Wouldn't Gen X responses on those threads also be inherently biased toward Gen X people who are chronically online and deep into social media?

  • > Wouldn't Gen X responses on those threads also be inherently biased toward Gen X people who are chronically online and deep into social media?

    Maybe now, yes, but not 20+ years ago when they were younger and going out and partying.

I'm not quite sure if smartphones are still all that popular. With the rise of WFH, (and for Gen-Z, having a Covid lockdown college experience), most people are on actual computers and are sitting at home.

  • Actual computers? People don't have those any more. Not even laptops. They have smartphones and they may have tablets.

    I'm over-generalizing of course, but that's the vibe I get. It's because many, both older and younger, entirely skipped the whole personal computing thing.

  • Anecdotal, but my 15 and 16 year olds, along with their friends, generally dislike computers and think they're inefficient, inconvenient, and too hard to use for most purposes they associate with devices.

    In other words, they have no idea what computers can do, and they just want the phone things that are easy to do on the phone.

    I've tried to teach my kids about computers, but they're extremely resistant. They just don't care. Their friends don't either, except for one who is notably interested in everything.

    •     > generally dislike computers and think they're inefficient, inconvenient, and too hard to use for most purposes they associate with devices
      

      Hasn't this always been true for the masses for all eras of personal computing? I have been observing since the Apple ][ era!

  • The majority of web traffic has been mobile since the latter half of the 2010s.

That should also be true of the Gen Xers replying though. So I think that effectively cancels out.

  • No, the legacy social media platforms are more popular with older generations.

    Facebook is the canonical example of a social media platform that arrived after Gen X was young, but it now heavily used by Gen X while nearly completely shunned by Gen Z, with millenials somewhere in the middle.

    Reddit and even Twitter are legacy social media platforms for Gen Z, especially younger Gen Z. The very oldest Gen Z people would have been too young to even use the internet when Reddit was launched.

    • In highly developed countries, I think most people under 40 have moved away from Facebook towards Instagram, Twitter, and TikTok. I thought the main Facebook users are (1) those in developing countries (messenger especially) and (2) parents in highly developed countries who need to get updates for their kids' school/sports/clubs. Is this still broadly true?

    • Nobody should take a Reddit thread as some kind of proof of a broad generalization. But some empirical data is given in the article, for example, Percentage of 12th graders going out with friends two or more times a week: https://substackcdn.com/image/fetch/$s_!lQMo!,f_auto,q_auto:...
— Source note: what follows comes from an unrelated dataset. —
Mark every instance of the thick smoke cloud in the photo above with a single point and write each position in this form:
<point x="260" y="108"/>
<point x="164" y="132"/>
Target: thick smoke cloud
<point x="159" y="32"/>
      I think the Reddit thread is just a reflection of the reality rather than an argument for accepting that reality.

      You can attempt to discount the Reddit thread, but the submitted article wasn't even based on that.

>so it's no wonder that Reddit Gen Z people speak as if their generation is not socially engaged at all.

Still one sees them even outside all glued to their screens.

I wonder how the levels of engagement compare between an extremely online GenX person, an average GenZ person, and an extremely online Gen Z person would look like.

> inherently biased toward Gen Z people who are chronically online and deep into social media

most of the Gen Z people I know fit this description

is there really a significant Gen Z cohort that isn't "chronically online and deep into social media"?